This ruling was controversial and was widely criticised by legal experts, who argued that it was inconsistent with the settled jurisprudence of the CJEU, that has repeatedly affirmed the primacy of EU law.
It is possible for the Maltese Court of Appeal to overturn the Felsberger ruling. However, the very fact that a Maltese court has even questioned the primacy of EU law is a significant development.
“Safeguarding the EU” – MEP Cyrus Engerer
Rapporteur for Constitutional Affairs Committee (AFCO) Cyrus Engerer (S&D) noted: “Preserving the functionality, cohesion, and consistency of our Union is non-negotiable. We’ve initiated recommendations to strengthen the Union’s legal order, and our Parliament is unwavering in its commitment to uphold the rule of law and ensure a uniform legal framework across all Member States.”

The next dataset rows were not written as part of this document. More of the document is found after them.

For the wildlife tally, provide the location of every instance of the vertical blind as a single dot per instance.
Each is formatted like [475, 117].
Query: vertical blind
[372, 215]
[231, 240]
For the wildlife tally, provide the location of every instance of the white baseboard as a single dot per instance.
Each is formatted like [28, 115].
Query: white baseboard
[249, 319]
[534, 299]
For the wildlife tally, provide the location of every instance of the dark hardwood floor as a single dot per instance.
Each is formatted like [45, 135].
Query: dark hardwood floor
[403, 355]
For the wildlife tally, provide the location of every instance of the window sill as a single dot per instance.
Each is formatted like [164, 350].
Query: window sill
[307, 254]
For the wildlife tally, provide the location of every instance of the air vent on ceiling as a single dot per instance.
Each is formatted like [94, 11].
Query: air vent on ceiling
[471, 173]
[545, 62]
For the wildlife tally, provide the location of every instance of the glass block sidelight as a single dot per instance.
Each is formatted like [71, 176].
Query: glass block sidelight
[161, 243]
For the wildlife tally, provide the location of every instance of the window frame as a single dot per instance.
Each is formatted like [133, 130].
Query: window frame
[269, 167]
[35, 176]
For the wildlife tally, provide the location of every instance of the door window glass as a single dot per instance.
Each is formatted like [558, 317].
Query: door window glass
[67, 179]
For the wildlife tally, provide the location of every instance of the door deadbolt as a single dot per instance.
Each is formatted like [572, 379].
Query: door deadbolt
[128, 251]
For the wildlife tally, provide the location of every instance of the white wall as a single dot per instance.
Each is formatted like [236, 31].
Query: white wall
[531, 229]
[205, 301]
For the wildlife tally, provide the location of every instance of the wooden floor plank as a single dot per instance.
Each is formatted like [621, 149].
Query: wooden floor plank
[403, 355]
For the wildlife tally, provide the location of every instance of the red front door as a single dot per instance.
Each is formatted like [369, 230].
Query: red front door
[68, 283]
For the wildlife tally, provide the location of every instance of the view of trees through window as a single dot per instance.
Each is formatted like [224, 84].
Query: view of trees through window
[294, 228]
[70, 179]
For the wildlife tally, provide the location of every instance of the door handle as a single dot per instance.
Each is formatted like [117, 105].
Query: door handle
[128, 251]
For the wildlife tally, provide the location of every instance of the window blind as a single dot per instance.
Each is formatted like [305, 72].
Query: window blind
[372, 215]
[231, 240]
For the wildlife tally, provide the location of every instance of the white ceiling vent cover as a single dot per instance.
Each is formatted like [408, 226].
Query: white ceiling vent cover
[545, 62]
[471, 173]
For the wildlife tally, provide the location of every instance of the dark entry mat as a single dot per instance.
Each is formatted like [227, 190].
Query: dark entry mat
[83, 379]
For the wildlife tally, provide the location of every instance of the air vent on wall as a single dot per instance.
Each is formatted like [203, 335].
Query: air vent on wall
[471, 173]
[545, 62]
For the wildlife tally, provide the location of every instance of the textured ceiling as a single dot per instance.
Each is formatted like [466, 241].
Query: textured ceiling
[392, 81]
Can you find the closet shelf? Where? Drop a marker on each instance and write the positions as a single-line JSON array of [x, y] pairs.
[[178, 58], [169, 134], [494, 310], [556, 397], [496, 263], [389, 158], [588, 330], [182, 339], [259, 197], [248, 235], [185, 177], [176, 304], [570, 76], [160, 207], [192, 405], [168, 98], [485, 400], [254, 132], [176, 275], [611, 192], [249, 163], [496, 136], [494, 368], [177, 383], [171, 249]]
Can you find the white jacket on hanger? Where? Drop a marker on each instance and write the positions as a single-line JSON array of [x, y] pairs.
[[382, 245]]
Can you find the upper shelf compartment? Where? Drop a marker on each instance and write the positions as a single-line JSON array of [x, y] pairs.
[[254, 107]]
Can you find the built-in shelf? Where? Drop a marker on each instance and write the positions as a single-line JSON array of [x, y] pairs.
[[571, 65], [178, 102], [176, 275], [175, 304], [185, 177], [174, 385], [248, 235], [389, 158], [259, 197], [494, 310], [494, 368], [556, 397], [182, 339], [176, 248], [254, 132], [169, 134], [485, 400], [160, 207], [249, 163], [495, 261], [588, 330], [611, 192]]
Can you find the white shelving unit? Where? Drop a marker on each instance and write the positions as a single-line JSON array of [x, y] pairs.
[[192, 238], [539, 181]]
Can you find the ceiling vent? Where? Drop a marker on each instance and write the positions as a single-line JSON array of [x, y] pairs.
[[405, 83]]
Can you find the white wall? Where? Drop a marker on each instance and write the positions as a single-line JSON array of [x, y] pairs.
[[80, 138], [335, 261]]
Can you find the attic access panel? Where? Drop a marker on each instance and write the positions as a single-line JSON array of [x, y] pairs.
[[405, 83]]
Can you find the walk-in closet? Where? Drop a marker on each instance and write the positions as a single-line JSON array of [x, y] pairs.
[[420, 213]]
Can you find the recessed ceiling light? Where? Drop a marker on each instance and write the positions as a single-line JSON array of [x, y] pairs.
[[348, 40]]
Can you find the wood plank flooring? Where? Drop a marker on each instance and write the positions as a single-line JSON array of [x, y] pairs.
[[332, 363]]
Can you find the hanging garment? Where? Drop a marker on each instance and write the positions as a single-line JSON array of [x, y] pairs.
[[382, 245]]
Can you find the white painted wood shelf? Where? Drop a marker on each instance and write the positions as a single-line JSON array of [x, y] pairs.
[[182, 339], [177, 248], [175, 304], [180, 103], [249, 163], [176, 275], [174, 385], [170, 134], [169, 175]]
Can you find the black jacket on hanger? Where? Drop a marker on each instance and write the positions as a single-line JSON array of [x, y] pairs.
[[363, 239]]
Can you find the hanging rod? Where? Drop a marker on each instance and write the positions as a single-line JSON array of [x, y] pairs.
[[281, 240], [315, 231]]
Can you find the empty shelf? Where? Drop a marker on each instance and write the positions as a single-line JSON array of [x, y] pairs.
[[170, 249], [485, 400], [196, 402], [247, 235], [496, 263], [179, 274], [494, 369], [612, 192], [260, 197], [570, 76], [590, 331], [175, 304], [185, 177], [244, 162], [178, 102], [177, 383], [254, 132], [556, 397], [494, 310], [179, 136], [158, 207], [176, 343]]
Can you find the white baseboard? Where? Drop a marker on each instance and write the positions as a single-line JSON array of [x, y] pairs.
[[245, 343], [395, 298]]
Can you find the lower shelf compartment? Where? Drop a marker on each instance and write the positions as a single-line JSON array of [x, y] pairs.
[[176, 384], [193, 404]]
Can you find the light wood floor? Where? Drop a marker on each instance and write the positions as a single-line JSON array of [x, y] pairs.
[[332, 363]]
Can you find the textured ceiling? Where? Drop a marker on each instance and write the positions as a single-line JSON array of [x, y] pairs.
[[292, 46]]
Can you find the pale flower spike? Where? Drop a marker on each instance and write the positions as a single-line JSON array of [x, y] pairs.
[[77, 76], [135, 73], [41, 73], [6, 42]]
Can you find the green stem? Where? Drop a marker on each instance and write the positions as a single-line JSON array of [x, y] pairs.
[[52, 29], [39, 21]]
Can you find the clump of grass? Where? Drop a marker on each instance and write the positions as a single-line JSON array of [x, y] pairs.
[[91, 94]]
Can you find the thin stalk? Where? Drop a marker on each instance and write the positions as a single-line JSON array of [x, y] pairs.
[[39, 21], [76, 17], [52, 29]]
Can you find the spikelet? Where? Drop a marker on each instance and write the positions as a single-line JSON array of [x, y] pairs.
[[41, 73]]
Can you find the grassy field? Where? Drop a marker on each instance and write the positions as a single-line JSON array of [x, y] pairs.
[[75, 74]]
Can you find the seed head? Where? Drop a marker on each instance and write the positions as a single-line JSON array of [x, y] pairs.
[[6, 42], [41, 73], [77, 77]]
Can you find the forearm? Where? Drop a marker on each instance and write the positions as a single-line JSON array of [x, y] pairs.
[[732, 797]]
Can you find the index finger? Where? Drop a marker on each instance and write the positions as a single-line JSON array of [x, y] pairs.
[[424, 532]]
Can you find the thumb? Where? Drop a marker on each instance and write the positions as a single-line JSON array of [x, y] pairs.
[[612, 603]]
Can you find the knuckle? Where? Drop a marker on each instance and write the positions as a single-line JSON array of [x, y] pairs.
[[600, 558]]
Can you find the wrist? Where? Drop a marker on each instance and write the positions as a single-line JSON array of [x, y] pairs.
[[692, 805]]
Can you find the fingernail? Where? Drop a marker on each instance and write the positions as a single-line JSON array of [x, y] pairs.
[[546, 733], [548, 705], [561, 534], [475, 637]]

“Solutions for avoiding conflicts” – MEP Yana Toom
Rapporteur for the Legal Affairs Committee (JURI) Yana Toom (Renew Europe) said: “I am extremely happy to see the plenary adopt our report. We not only reaffirm the importance of the principle of primacy of EU law, but we also suggest solutions for avoiding conflicts like the few we saw in the past. This Parliament remains committed to ensuring equality of Europeans before the law.”